Paul and Thread - Another Cumine 733 / i820 review vs. Athlon 700 review

gamespot.com

Excerpt:
<Coppermine outpaced the Athlon in the 16-bit GameGauge scores across the board. Some of the differences may be attributable to the more efficient throughput of the Coppermine/Camino combination. The faster L2 cache may have also played a small role, but games tend to be less cache-dependent than other applications. Finally, some of the differences were no doubt due to the roughly 5 percent clock rate difference. Still, all of it indicates the Athlon core may not be that much better than the Pentium III, as previously thought. The 32-bit game scores were somewhat inconclusive, with the Pentium III showing small, but not statistically significant, differences.
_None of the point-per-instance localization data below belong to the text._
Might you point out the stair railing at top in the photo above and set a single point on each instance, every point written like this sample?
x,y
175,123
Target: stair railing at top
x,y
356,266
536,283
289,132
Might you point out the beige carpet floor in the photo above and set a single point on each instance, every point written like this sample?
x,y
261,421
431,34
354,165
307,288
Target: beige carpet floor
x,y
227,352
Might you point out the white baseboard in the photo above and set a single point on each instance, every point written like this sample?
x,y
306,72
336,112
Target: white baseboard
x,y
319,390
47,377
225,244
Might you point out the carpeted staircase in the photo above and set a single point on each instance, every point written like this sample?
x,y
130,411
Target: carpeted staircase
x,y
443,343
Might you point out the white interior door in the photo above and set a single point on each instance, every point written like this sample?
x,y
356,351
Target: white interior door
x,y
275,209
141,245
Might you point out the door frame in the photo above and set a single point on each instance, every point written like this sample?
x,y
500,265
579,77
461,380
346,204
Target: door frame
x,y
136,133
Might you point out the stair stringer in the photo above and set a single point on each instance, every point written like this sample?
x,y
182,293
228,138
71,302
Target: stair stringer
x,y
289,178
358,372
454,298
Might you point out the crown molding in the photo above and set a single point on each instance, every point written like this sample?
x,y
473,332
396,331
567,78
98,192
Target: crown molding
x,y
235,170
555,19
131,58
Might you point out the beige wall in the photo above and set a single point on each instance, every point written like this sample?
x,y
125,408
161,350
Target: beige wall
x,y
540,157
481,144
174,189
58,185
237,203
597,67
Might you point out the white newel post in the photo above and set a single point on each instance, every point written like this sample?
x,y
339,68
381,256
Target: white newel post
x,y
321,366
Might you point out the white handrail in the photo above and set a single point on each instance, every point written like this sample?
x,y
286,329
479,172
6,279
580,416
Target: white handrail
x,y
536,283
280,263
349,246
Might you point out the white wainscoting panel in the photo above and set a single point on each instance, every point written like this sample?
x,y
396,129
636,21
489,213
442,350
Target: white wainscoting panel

What seems to have happened is that Intel has come from behind and achieved parity with AMD. This is no doubt a relief to Intel, but it's still very significant that Athlon can stand up to Intel's latest and greatest and hold its own. Once AMD shrinks Athlon to 0.18 micron, AMD may once again have the opportunity to pull ahead. As before, AMD's biggest Achilles' heel continues to be the motherboard and core-logic chipset problems. I would have liked to run the AMD tests on a shipping off-the-shelf motherboard, but neither the FIC or Asus motherboards could complete all the benchmark tests.

The Camino-based system, despite its beta nature, has been rock solid, even with the supposed RAMBUS problems (of course, we were only using two RDRAM sockets, not all three). So stability is still Intel's strong suit - and it's not a trivial one by any means. If I were a large OEM looking to minimize support calls, I'd look long and hard before choosing an Athlon solution.